Sites that are taking a high risk approach to the legislation?
- Only “consent mechanism” appears to be a small link at the top of the page – whilst this may be OK if they just used analytics cookies…
- They are using remarketing (you will start seeing John Lewis adverts on other sites once you have visited) which is considered to be highly invasive and therefore likely to require “meaningful consent”
- Excellent cookie information pages but no control mechanism
the social networks
I include Facebook, Twitter etc in this category as an example of the many organisations offering functionality for third party websites (think share buttons and widgets) that place cookies and do little to help websites that use these functions to understand how their users may be impacted.
the ad networks
Doing their best to self-regulate with an easy opt-out out and increased notification, the industry continues to fall short of genuine consent IMHO. Personally we would like their approach to succeed in getting past the law makers but are worried that it won’t.
the affiliate networks
I’m not convinced the general public will be that thrilled to find out that the exchange of commissions is common practise on the internet.
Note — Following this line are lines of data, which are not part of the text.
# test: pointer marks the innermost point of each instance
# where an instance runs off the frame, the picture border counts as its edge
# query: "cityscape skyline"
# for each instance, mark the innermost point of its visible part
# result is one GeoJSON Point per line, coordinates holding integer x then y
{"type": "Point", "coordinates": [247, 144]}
The networks may drop cookies with time but the law makers probably won’t drop the privacy concerns.
So moving on to what is going on with Cookies around Edinburgh websites!…
- An interesting site because it crosses domains (from Edinburgh Castle and Historic Scotland)
- Opt-out approach method with prominent pop-up. Using a lot of third party cookies for functions including Google Maps and a lot of tracking cookies from advertising networks
- Pop-up that disappears after around 12 seconds but reappears on each new page – Clicking “I am happy with this” really should say “OK, stop irritating me now” as all it does is prevent the pop-up reappearing (we think!).
- We put these sites in the category of “may be asked to do more”
- Very similar to Edinburgh Castle – both using Civic Cookie consent tool
- Seemingly no advertising network cookies but do have cookie setting YouTube videos.
- Our verdict – could do more without impacting the visitor experience but likely to be low on the ICO’s priority list!
- No cookies set before you have accepted – but able to do nothing until you have (and of course a cookie is set to say you’ve consented ;))
- Google Analytics is the most invasive cookie we found.
- Have implemented a cookie free Twitter feed
- Our verdict: strictly compliant but misses the spirit of the directive and adds nothing to the user.
… but who is correct!??! Do you agree with our quick assessments?